一朴洞日記

多岐祐介の老残妄言

湯冷め夜桜


 フラワー公園のマメザクラが開花近しとの画像を提示して、十日が経った。幹の径およそ二センチ、背丈私より少々高く、およそ二メートル。成木らしいが幼木の風情。夜桜鑑賞である。
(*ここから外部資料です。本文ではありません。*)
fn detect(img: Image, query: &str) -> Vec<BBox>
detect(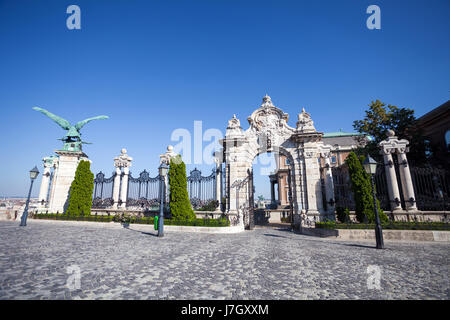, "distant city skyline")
[0,0,450,198]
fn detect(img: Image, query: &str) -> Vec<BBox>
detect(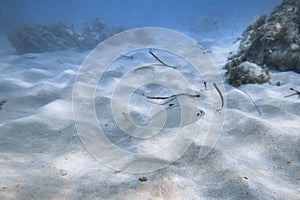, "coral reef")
[225,0,300,76]
[7,19,123,54]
 自宅浴室で風呂を炊かなくなって、もうなん年にもなる。シャワーのみの使用だ。
 三十年近く以前、父の症状がだいぶ顕著になってきたころ、あわや大事故と肝を冷やした出来事がいく度もあった。家事の一端を担ってくれるつもりだったらしい。風呂のガスに点火したまま、うっかり忘れてしまうのである。
 家内のどこかから、ゴーッと低い音が聞えてくる気がした私は、もしやと思って浴室へ駆けつけると、湯槽には蓋がしてあるにもかかわらず、浴室は湯気もうもう。湯槽はグラグラ音を立てて、細かく振動しているようだった。
 慌てて火を止め、二方向の窓を開け放ち、湯気と湿気を逃がした。蓋を取ると湯はだいぶ減っていて、もう少し水位が下ればガスバーナーとをつなぐパイプが湯面に顔を覗かせそうだ。そうなったら湯ではなく熱気と湯気だけがバーナー方向へ運ばれてゆくわけで、故障は当然として最悪爆発でも起されたら、大事になるところだった。
 父にはタイマーを持たせて、首に掛けてくれるよう頼んだのだが、煩わしい邪魔臭いといって、しばしば外してどこかへ置き放しにする。そんな時に限って、家事を助けてやろうとの気を起す。
 はて怪しいぞと私に不吉な予感が働いて、事なきをえた場合が多かった。が、不意を突かれて、また私もうっかりしていて、あわや大事と肝を冷したことも三度あった。熱気充満湯気もうもうの現場へ父を引っぱって行って、以後風呂は私一人が担当することにして、父の善意はいっさい厳禁という措置を納得してもらった。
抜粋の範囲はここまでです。